Randomised phase II trial of olaparib compared to weekly paclitaxel or olaparib plus cediranib in patients with platinum-resistant ovarian cancer (OCTOVA)

Abstract

Background The main aims of the OCTOVA trial were to compare the efficacy and toxicity of olaparib (O) with weekly paclitaxel (wP) and also the oral combination of olaparib plus cediranib (O+C) in recurrent ovarian cancer (OC). Methods Participants with high grade ovarian, fallopian tube, primary peritoneal cancer who relapsed within 12 months of previous platinum-based therapy were randomised, with stratification for germline BRCA1/2 mutation status, prior PARP inhibitor (PARPi) or anti-angiogenic therapy, to receive O (300mg daily) or either wP (80mg/m2 d1,8,15, q28) or O+C (300mg/20mg daily respectively). Treatment continued until disease progression or unacceptable toxicity. Primary endpoint was Progression Free Survival (PFS). Secondary endpoints were safety and tolerability of the combination of O+C, overall survival, objective response rate, and quality of life. A sample size of 138 (46 per arm) was sufficient to observe HR 0.64 in favour of O+C compared to O alone and 1.44 for wP compared to O (20% one-sided type I error, 80% power, 15% dropout, one-sided p-value <0.2). Results OCTOVA recruited 139 participants, median 65 years (IQR:38-84), from 15 UK centres over 34 months. 31 (22%) had had prior PARPi therapy, 47 (34%) prior anti-angiogenic therapy. 41 (29%) had known germline BRCA1/2 mutations. 125 (90%) had relapsed <6 months after prior platinum.
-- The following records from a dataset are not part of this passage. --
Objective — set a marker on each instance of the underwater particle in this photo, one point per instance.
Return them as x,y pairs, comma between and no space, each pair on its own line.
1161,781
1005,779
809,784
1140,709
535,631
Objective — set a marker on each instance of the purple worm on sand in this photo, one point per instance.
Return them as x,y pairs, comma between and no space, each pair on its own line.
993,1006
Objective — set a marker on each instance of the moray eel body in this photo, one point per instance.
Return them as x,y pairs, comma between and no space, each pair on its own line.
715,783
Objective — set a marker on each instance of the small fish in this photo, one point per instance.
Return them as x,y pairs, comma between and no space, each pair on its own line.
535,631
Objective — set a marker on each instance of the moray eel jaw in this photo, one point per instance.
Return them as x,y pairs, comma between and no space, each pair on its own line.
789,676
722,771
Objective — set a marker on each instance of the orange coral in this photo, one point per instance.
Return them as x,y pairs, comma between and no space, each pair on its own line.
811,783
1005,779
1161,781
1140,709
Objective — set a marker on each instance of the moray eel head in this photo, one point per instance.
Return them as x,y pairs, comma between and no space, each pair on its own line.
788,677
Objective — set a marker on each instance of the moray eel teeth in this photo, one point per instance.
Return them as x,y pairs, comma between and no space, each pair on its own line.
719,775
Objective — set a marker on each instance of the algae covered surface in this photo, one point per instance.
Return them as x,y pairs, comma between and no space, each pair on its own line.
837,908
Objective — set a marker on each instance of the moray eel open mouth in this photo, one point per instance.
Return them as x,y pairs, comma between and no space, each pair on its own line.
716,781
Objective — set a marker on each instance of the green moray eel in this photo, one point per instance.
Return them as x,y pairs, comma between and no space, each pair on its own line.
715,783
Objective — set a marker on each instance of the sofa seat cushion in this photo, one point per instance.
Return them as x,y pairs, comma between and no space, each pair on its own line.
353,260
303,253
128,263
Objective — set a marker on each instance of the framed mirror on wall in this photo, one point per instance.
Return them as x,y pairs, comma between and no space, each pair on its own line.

Median 2 prior lines of chemotherapy (range 1-7). There was no difference in PFS between wP and O (HR=0.97, 60%CI: 0.79, 1.19; p=0.55). PFS was increased for O+C compared to O (HR=0.70; 60%CI: 0.57, 0.86; p=0.08). There were 239, 176, and 137 treatment related adverse events (all grades) in the O+C, wP and O arms respectively. Conclusions The OCTOVA trial demonstrated that the combination of O+C showed greater efficacy than O alone, but we did not find evidence that wP was inferior to O in women with multiply relapsed OC.